Ein Beispiel: Schon der Verband mit den meisten Mitgliedern im DOSB, der Deutsche Fußballbund (DFB), kann sich zu keiner eindeutigen Haltung durchringen. Zu Beginn des Jahres bezeichnete DFB-Präsident Reinhard Grindel eSport als "absolute Verarmung" und musste nach heftiger Kritik zurückrudern. Aufzuhalten ist die Welle des eSport im Fußball aber nicht. Auf Länderebene gibt es schon vereinzelte Projekte, bei denen Landessportverbände des DFB sich im "eSoccer" ausprobieren.

Viele Unklarheiten bei der Anerkennung

So veranstaltete der Bayerische Fußballverband Mitte des Jahres seinen eigenen "BFV eSports Cup". Solche Vorstöße sind allerdings Ausnahmen. Bisher zeigen die Verbände bundesweit unterschiedlich ausgeprägtes Engagement. Entsprechend lange brauchen sie, um ein einheitliches Sport-System aufzubauen. Ein weiteres Problem in Sachen Anerkennung: Politik und Verbände planen derzeit ausschließlich mit Spielen, in denen Gewalt kein Thema ist. Die wirklich erfolgreichen eSport-Titel wie "Fortnite" und "League of Legends" (in denen Figuren gegeneinander kämpfen) sind ausgeklammert und damit auch ein Großteil der Games-Community.

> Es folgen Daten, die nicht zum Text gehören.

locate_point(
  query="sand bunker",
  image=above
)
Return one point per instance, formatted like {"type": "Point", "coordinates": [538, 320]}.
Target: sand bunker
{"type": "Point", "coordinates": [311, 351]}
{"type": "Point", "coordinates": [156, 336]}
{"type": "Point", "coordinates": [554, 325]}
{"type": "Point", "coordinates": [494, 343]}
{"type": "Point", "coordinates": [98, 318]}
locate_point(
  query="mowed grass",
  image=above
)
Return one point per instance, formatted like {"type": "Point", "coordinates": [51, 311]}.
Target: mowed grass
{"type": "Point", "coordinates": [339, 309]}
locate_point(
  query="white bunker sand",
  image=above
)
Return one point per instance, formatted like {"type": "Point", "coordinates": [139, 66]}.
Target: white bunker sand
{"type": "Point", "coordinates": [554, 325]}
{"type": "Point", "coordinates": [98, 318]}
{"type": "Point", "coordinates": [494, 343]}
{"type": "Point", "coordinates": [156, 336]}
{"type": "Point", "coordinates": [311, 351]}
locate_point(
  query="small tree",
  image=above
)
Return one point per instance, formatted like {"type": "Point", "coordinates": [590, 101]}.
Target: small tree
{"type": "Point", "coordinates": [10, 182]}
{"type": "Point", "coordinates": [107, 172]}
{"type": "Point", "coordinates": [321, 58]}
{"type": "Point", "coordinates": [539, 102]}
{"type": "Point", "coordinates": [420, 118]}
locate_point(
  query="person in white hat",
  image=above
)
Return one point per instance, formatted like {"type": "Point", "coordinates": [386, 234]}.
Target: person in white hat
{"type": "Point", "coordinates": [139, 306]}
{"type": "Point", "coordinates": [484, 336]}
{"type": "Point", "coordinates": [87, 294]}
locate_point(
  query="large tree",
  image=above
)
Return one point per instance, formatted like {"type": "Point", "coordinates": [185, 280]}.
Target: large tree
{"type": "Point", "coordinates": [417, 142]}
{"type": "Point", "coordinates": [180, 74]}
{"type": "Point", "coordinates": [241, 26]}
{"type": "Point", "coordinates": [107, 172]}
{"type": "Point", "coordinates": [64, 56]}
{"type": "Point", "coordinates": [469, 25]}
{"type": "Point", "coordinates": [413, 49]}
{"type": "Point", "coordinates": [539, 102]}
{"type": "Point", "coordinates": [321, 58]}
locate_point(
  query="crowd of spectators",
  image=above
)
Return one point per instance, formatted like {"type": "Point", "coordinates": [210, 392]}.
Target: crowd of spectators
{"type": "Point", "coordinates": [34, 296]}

So hat sich der rasante Aufstieg von eSports aktuell verlangsamt. Wegen der schleppenden Entwicklung ist die Euphorie aus dem Frühjahr verflogen. "Die Fachebene in der Sportpolitik lässt schon seit einiger Zeit durchblicken, dass es noch einige offene Fragen gibt, die vor weiteren Maßnahmen geklärt werden müssen", sagt ESBD-Präsident Hans Jagnow. "Dazu kommt, dass der organisierte Sport und die Politik weiterhin die Verantwortung hin- und herschieben."

Die seit einigen Jahren vom Jugendschwund gebeutelten Sportverbände haben gemerkt, dass sie eSport zu lang ignoriert haben. Zwar gab es 2017 wieder einen leichten Mitgliederanstieg in der Altersklasse unter 20. Es herrscht allerdings nach wie vor die Angst, einen Großteil dieser Generation zu verlieren, die im virtuellen Sport viel eher ihre Heimat sucht, als auf dem Fußballplatz im Viertel. Das stimmt vermutlich selbst den gebürtigen Straßenfußballer Mesut Özil traurig.